Nations across the world have signed various agreements, pledged to reduce carbon emissions and agreed to sustainable development goals. With these commitments, businesses are facing increasing pressure from investors, regulators, and consumers to demonstrate more sustainable and socially responsible operations.
It’s no surprise that environmental sustainability is emerging as a top priority for stakeholders across the business and as a result, creating more sustainable operations isn't just good for society - it's also a business imperative.
“According to a recent survey, 80% of consumers indicate sustainability is important to them and 60% are willing to change their shopping habits to reduce environmental impact, a proportion that could very feasibly continue to rise as climate change gets worse. In addition, organisations with successful sustainability programs are able to attract better talent as, according to an IBM survey, 71% of employees and employment seekers surveyed say that environmentally sustainable companies are more attractive employers,” explains Shim.
As Migoya explains, with this drive to create more sustainable businesses, AI provides a solution to this transition to sustainable business operations without disrupting business as usual: “The efficiencies that AI provides enable an escape from the cost/benefit binary, and a focus on the upside. There are still many places where the choice or pursuit of sustainability is a matter of principle, values, and vision. But we are not far away from an era where sustainability is imperative to remain competitive. Having the tools to incorporate these goals without friction enables companies to pivot faster.”

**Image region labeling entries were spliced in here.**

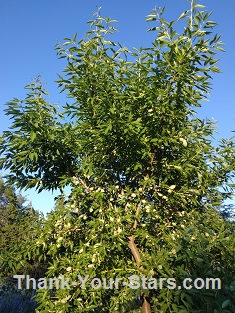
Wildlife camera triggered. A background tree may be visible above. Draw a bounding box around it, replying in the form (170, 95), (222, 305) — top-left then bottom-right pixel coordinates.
(1, 1), (234, 313)
(0, 179), (43, 279)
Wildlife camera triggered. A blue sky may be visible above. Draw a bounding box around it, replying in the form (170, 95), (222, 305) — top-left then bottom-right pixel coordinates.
(0, 0), (235, 213)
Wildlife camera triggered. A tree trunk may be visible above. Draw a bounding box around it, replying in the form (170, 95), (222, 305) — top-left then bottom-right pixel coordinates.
(128, 236), (152, 313)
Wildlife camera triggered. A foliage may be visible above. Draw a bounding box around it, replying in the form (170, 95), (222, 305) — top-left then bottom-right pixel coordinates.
(0, 179), (45, 278)
(0, 284), (36, 313)
(1, 1), (235, 313)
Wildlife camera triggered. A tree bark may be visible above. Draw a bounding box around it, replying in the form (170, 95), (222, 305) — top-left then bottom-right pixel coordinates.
(128, 236), (152, 313)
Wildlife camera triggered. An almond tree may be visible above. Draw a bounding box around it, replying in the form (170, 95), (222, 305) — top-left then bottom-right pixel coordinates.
(1, 1), (235, 313)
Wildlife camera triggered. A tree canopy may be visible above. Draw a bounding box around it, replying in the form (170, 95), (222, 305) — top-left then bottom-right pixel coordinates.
(0, 1), (235, 313)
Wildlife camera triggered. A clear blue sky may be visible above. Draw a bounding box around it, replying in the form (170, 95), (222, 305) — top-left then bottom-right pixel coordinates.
(0, 0), (235, 212)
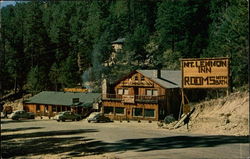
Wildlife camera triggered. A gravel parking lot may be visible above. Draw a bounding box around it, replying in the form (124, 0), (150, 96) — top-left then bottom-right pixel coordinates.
(1, 119), (249, 159)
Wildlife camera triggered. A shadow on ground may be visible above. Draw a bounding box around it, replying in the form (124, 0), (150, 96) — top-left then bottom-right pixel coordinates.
(1, 127), (44, 133)
(1, 119), (39, 124)
(1, 127), (249, 158)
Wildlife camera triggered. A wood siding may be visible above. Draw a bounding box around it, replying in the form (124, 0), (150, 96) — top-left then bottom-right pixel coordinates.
(102, 72), (180, 120)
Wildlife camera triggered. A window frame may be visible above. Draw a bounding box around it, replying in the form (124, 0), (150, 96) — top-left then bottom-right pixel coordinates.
(114, 107), (125, 115)
(103, 106), (114, 115)
(133, 108), (143, 117)
(144, 109), (155, 118)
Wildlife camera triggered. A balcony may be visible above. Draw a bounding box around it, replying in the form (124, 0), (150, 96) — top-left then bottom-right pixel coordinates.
(102, 94), (165, 103)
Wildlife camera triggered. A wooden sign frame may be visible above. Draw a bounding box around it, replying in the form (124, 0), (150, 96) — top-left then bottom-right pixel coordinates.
(181, 57), (230, 89)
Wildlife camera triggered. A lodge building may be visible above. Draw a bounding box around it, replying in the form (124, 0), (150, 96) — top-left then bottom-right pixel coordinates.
(102, 70), (181, 120)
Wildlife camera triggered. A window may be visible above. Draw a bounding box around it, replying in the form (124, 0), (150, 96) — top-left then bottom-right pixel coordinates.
(146, 89), (158, 96)
(62, 106), (66, 111)
(123, 89), (128, 94)
(52, 106), (56, 112)
(118, 88), (123, 95)
(118, 88), (128, 95)
(36, 105), (40, 111)
(115, 107), (124, 114)
(146, 89), (152, 96)
(153, 90), (158, 96)
(104, 107), (114, 114)
(144, 109), (155, 117)
(133, 108), (142, 116)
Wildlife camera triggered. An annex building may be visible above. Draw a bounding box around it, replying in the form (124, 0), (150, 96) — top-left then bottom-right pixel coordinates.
(23, 91), (101, 117)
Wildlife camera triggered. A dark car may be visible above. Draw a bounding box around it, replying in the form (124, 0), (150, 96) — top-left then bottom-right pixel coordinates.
(10, 110), (35, 120)
(54, 111), (82, 122)
(87, 112), (112, 123)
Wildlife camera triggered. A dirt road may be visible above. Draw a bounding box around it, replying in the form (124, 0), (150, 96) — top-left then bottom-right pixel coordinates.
(1, 119), (249, 159)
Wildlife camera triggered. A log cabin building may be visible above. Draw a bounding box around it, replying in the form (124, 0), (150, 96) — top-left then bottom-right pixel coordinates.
(102, 70), (181, 120)
(23, 91), (101, 117)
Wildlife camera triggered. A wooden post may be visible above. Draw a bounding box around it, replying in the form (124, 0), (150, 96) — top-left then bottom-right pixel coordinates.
(178, 88), (185, 120)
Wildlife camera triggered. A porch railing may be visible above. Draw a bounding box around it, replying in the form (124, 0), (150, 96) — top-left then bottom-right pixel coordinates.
(102, 94), (165, 103)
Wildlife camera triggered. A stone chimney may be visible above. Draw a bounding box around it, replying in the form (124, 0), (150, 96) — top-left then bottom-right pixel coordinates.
(153, 69), (161, 78)
(102, 78), (108, 98)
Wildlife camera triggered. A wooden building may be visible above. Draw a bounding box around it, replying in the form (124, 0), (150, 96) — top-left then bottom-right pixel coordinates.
(102, 70), (181, 120)
(23, 91), (101, 117)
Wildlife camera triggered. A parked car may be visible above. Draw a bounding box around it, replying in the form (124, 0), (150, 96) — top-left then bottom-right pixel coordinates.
(87, 112), (112, 123)
(54, 111), (82, 122)
(9, 110), (35, 120)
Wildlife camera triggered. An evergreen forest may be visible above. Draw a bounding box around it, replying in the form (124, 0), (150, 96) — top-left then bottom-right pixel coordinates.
(0, 0), (249, 93)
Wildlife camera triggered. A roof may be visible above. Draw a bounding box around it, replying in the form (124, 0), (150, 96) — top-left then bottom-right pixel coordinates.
(25, 91), (101, 106)
(136, 70), (181, 88)
(111, 38), (125, 44)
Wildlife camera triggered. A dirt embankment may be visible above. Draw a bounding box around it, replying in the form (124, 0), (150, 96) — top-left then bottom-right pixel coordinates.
(166, 92), (249, 135)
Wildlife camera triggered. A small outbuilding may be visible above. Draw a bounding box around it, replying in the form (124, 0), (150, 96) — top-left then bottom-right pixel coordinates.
(23, 91), (101, 117)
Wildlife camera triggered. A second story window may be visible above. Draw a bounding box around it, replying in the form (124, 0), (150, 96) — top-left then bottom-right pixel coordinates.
(117, 88), (128, 95)
(146, 89), (158, 96)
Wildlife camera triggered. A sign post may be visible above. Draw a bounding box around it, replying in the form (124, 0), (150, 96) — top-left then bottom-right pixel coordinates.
(181, 58), (229, 88)
(180, 57), (230, 115)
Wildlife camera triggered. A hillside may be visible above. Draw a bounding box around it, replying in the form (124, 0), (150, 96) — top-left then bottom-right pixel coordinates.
(165, 92), (249, 136)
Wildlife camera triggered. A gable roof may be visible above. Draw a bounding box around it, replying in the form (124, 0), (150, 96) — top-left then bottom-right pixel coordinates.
(25, 91), (101, 106)
(136, 70), (181, 88)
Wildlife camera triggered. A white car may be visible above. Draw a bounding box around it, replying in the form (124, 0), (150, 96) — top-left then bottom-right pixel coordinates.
(86, 112), (112, 123)
(9, 110), (35, 120)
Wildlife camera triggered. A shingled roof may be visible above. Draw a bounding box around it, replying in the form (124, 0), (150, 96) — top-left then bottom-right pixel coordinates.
(136, 70), (181, 88)
(25, 91), (101, 106)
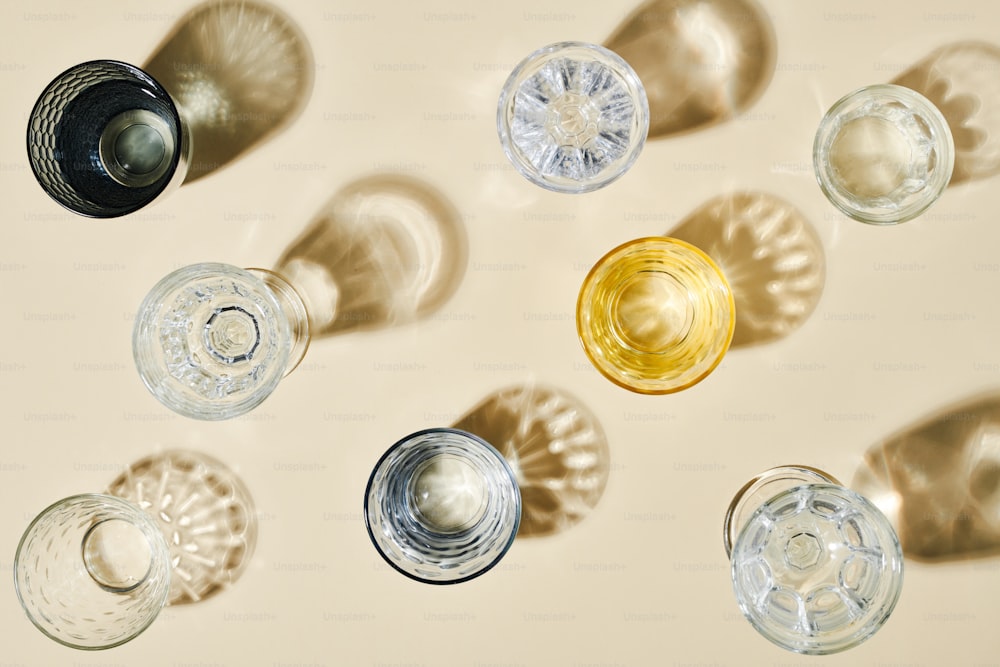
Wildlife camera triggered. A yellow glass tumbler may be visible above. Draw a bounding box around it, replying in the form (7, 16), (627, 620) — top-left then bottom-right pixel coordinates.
(576, 237), (736, 394)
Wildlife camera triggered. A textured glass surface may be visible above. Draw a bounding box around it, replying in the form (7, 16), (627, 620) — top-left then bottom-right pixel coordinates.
(365, 429), (521, 584)
(731, 484), (903, 655)
(27, 60), (185, 218)
(813, 84), (955, 224)
(576, 237), (735, 394)
(132, 264), (293, 419)
(497, 42), (649, 192)
(14, 494), (170, 649)
(108, 450), (257, 605)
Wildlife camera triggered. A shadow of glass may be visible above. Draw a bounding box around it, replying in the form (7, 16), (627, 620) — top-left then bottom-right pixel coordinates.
(143, 0), (314, 183)
(667, 192), (826, 348)
(852, 391), (1000, 562)
(604, 0), (777, 139)
(107, 449), (257, 605)
(453, 384), (611, 537)
(892, 41), (1000, 185)
(275, 174), (468, 337)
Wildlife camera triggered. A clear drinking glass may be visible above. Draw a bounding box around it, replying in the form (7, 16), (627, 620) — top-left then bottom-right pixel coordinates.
(365, 428), (521, 584)
(14, 494), (170, 650)
(132, 263), (309, 420)
(27, 60), (190, 218)
(497, 42), (649, 193)
(813, 84), (955, 225)
(107, 449), (257, 605)
(723, 466), (903, 655)
(576, 237), (736, 394)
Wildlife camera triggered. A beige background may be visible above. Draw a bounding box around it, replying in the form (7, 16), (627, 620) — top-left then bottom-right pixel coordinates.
(0, 0), (1000, 667)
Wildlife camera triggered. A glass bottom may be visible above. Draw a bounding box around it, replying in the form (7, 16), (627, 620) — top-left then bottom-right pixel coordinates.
(722, 465), (840, 558)
(108, 450), (257, 605)
(813, 85), (955, 224)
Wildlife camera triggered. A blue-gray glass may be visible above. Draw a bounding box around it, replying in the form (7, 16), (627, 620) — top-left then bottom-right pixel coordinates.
(27, 60), (187, 218)
(365, 428), (521, 584)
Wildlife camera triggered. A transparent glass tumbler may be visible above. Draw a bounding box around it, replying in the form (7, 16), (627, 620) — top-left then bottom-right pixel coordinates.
(365, 428), (521, 584)
(497, 42), (649, 193)
(813, 84), (955, 225)
(723, 466), (903, 655)
(27, 60), (190, 218)
(132, 263), (309, 420)
(14, 494), (171, 650)
(576, 237), (736, 394)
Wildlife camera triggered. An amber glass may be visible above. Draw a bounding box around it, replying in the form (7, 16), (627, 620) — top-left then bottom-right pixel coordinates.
(576, 237), (736, 394)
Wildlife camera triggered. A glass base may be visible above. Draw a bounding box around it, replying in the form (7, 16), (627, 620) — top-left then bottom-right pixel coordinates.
(497, 42), (649, 193)
(722, 465), (840, 558)
(108, 450), (257, 605)
(365, 428), (521, 584)
(813, 84), (955, 225)
(132, 263), (309, 420)
(730, 482), (903, 655)
(14, 493), (171, 650)
(576, 237), (736, 394)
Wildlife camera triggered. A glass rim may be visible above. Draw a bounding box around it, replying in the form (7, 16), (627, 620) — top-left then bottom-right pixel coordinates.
(496, 40), (650, 194)
(132, 262), (292, 421)
(722, 463), (843, 558)
(363, 426), (523, 586)
(576, 236), (736, 396)
(25, 58), (191, 220)
(11, 493), (173, 651)
(812, 83), (955, 227)
(729, 482), (905, 655)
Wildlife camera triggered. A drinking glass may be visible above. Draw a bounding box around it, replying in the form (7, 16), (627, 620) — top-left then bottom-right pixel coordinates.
(723, 466), (903, 655)
(132, 263), (309, 420)
(107, 449), (257, 605)
(813, 84), (955, 225)
(497, 42), (649, 193)
(365, 428), (521, 584)
(27, 60), (190, 218)
(576, 237), (736, 394)
(14, 494), (170, 650)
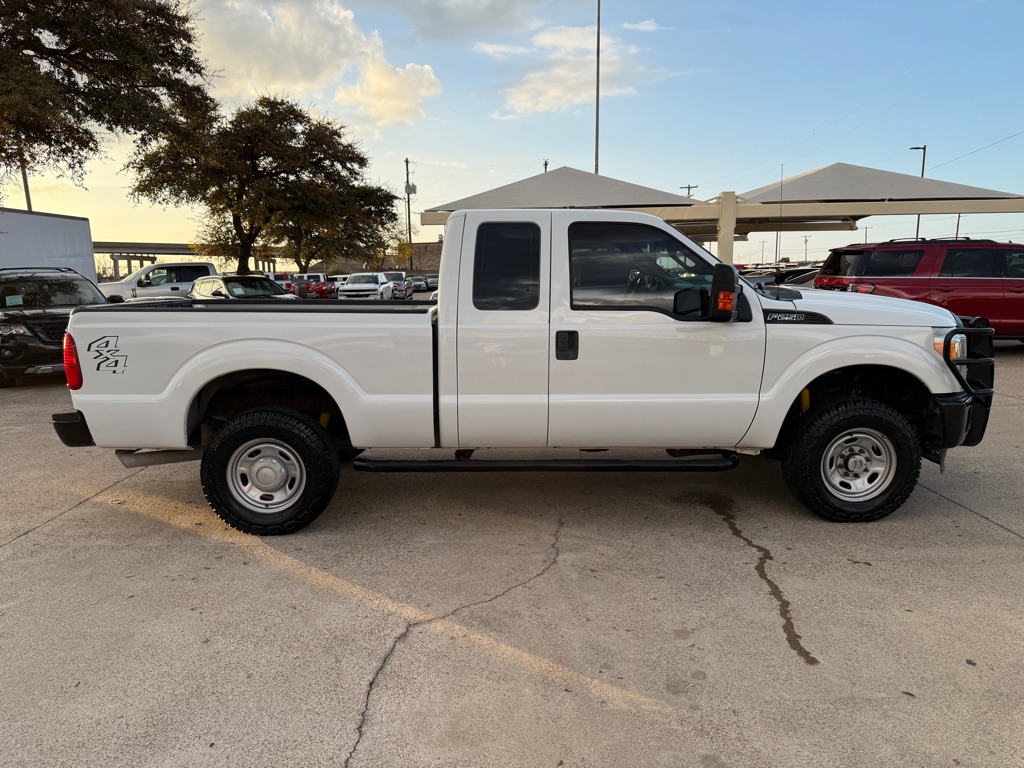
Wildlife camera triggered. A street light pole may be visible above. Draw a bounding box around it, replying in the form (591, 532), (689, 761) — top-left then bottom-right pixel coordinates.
(910, 144), (928, 240)
(594, 0), (601, 176)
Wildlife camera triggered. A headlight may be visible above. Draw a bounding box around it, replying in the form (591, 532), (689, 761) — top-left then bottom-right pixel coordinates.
(932, 331), (967, 359)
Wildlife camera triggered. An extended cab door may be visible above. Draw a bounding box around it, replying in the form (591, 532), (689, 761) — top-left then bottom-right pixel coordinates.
(548, 211), (765, 447)
(456, 211), (551, 447)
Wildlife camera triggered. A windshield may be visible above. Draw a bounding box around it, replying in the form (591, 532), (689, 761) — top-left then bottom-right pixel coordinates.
(0, 278), (106, 309)
(345, 274), (377, 286)
(224, 278), (291, 299)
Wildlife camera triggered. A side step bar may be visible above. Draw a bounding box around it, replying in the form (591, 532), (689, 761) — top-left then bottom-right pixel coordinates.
(352, 451), (739, 472)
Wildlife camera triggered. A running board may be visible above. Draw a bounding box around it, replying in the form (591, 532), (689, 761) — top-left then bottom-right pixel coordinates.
(352, 451), (739, 472)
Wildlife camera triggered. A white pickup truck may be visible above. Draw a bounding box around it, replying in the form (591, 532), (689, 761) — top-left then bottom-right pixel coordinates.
(53, 210), (994, 535)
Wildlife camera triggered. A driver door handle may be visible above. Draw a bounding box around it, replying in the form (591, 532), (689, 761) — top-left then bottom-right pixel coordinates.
(555, 331), (580, 360)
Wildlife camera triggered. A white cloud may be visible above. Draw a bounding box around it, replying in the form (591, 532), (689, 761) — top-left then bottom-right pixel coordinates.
(335, 34), (441, 128)
(623, 18), (662, 32)
(493, 27), (651, 120)
(473, 43), (532, 58)
(376, 0), (550, 41)
(197, 0), (440, 128)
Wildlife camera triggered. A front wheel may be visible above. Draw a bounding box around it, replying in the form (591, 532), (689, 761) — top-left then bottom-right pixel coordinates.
(782, 399), (921, 522)
(200, 409), (340, 536)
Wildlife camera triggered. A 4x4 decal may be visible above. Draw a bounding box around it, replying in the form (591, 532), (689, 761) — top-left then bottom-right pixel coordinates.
(87, 336), (128, 374)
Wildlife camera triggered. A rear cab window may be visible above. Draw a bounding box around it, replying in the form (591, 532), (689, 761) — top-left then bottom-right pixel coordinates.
(473, 221), (541, 311)
(819, 248), (925, 278)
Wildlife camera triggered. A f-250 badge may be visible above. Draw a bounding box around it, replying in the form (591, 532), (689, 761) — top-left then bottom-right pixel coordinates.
(87, 336), (128, 374)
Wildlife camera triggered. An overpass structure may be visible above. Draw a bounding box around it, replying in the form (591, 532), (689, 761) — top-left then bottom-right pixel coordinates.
(92, 241), (278, 280)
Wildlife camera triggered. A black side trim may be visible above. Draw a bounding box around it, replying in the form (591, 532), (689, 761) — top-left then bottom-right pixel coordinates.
(569, 291), (754, 323)
(72, 299), (436, 314)
(765, 309), (835, 326)
(50, 411), (96, 447)
(352, 451), (739, 472)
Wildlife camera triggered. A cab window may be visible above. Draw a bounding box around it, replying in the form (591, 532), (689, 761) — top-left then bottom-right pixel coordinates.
(473, 221), (541, 310)
(569, 221), (714, 319)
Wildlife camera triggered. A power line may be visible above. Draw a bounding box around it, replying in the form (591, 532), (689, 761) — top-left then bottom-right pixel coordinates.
(928, 131), (1024, 171)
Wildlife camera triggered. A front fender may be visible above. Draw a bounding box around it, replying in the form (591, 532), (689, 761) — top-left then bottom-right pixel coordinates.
(737, 326), (961, 449)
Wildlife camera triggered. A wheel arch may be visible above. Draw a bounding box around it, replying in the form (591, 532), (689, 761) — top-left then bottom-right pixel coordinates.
(185, 368), (351, 446)
(739, 330), (959, 449)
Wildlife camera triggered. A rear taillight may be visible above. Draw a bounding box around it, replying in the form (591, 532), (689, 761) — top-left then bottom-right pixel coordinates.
(65, 332), (82, 389)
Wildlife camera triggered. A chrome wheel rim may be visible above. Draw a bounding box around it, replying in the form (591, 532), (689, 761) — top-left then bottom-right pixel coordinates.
(227, 438), (306, 514)
(821, 429), (896, 502)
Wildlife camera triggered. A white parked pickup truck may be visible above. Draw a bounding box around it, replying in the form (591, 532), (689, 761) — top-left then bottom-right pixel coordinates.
(53, 210), (994, 535)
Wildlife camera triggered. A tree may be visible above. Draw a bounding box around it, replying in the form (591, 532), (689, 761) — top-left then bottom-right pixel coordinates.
(128, 96), (396, 274)
(267, 182), (398, 272)
(0, 0), (214, 183)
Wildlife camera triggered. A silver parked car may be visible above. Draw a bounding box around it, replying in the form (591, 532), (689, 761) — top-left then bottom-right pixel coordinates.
(384, 272), (413, 299)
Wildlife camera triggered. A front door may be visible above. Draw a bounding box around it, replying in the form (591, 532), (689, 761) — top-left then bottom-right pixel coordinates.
(548, 212), (765, 447)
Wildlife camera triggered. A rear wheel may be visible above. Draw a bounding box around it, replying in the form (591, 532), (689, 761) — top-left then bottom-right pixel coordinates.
(200, 409), (340, 536)
(782, 399), (921, 522)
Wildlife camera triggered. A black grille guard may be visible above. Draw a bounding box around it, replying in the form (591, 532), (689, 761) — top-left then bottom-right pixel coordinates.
(942, 317), (995, 402)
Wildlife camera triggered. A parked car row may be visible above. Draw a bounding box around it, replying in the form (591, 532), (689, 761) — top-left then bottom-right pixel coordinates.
(814, 238), (1024, 340)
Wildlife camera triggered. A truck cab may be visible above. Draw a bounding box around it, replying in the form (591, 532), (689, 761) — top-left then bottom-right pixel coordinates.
(99, 261), (218, 301)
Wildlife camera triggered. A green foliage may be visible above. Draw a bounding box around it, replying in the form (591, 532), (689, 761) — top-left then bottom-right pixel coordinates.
(128, 96), (396, 273)
(0, 0), (214, 182)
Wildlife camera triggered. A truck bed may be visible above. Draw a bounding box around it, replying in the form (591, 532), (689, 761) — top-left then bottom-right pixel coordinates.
(69, 299), (436, 450)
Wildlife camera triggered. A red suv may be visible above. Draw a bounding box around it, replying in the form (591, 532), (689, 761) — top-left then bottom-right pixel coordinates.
(814, 238), (1024, 340)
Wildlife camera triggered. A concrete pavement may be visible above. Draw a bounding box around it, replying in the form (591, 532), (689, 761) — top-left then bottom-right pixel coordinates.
(0, 344), (1024, 768)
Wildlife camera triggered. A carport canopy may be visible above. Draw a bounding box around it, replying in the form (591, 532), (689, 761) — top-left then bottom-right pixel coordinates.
(421, 163), (1024, 262)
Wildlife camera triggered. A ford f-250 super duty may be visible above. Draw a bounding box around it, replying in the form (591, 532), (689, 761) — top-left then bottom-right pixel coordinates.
(53, 210), (994, 534)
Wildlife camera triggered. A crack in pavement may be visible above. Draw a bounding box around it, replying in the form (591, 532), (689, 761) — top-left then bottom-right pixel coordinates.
(0, 467), (145, 549)
(699, 494), (821, 667)
(343, 483), (565, 768)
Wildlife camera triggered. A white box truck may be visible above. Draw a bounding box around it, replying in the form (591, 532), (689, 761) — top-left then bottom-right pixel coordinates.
(0, 208), (96, 283)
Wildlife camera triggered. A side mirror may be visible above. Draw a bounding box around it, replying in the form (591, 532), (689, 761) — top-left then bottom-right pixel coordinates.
(672, 286), (709, 317)
(708, 264), (739, 323)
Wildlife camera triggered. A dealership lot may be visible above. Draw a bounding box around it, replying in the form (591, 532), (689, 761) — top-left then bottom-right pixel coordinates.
(0, 350), (1024, 768)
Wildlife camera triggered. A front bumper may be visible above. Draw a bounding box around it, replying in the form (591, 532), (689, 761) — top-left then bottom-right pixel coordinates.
(50, 411), (96, 447)
(922, 325), (995, 464)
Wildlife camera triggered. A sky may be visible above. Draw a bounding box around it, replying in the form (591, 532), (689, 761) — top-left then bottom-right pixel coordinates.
(3, 0), (1024, 262)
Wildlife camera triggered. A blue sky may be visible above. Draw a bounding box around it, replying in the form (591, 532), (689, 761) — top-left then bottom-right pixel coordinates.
(4, 0), (1024, 261)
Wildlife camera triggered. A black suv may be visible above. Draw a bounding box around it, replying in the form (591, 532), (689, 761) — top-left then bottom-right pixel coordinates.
(0, 267), (106, 387)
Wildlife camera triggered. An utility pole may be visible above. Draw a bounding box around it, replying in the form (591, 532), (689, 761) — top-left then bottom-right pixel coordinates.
(910, 144), (928, 240)
(406, 158), (416, 269)
(17, 144), (32, 213)
(594, 0), (601, 176)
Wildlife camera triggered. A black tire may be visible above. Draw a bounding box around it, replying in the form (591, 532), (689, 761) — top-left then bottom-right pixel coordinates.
(200, 409), (340, 536)
(782, 398), (921, 522)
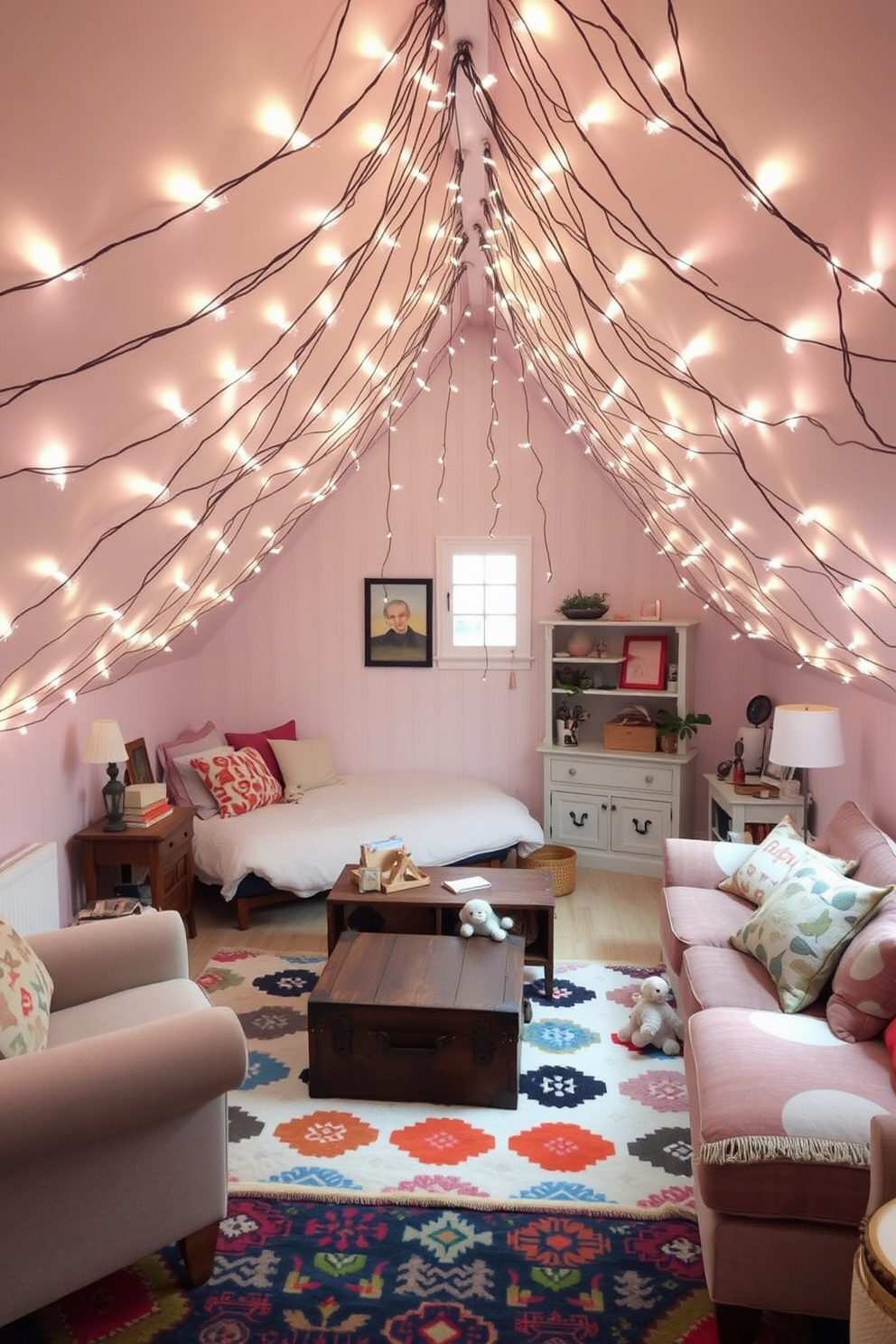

AI, Natarajan explains, will give organisations the ability to understand the impact of a business move from both a sustainability perspective and an economic perspective. “The assumption is you can't separate the two: AI changes that,” he says.
Supporting the UN’s sustainable development goals with AI
Although climate change and its impact is a top priority for businesses, so are many other sustainable development goals, as outlined by the United Nations (UN). The 17 goals, adopted in 2015, are a universal call to action to end poverty, protect the planet, and ensure that by 2030 all people enjoy peace and prosperity.
“The development of these social initiatives are mainly human and they require many aspects, concepts and planning that are not necessarily related to technology. However, technology can contribute to elevating them:AI can help these different aspects to align, and it can also ensure access to relevant forms of knowledge, promoting fundamental skills and critical thinking among the community,” explains Migoya.
With the ability to elevate these initiatives, Shim believes that AI will be revolutionary as the world looks to end poverty.
“A crucial part of this is enabling AI technology the ability to address these issues via public-private partnerships and broader applications of it across business, social, environmental, political and other spheres that are strongly interconnected and have interlocking impacts. In other words, it is impossible to decouple environmental issues from social issues. Climate justice and refugees are an example here, where without the support of AI-enabled technology to mitigate climate change, a significant percentage of the population will lose their homes, their land, and even their countries,” she says.
Migoya, despite celebrating the significance of AI to climate change, stresses the issue of techno-optimism whereby businesses believe that simply integrating AI into sustainability strategies will solve all the problems: “There is no excuse for not appropriately analysing the scope of the objectives and their effects, involving people affected, subject matter experts, and so on. AI needs to be used “from the inside” to improve the way things work; not “from the outside” where there may be a lack of understanding the nuances of the systems involved and how they work.
He concludes: “We need to be humble enough to be consistently measuring and reassessing our actions so that when we learn, we are applying that as soon as possible.”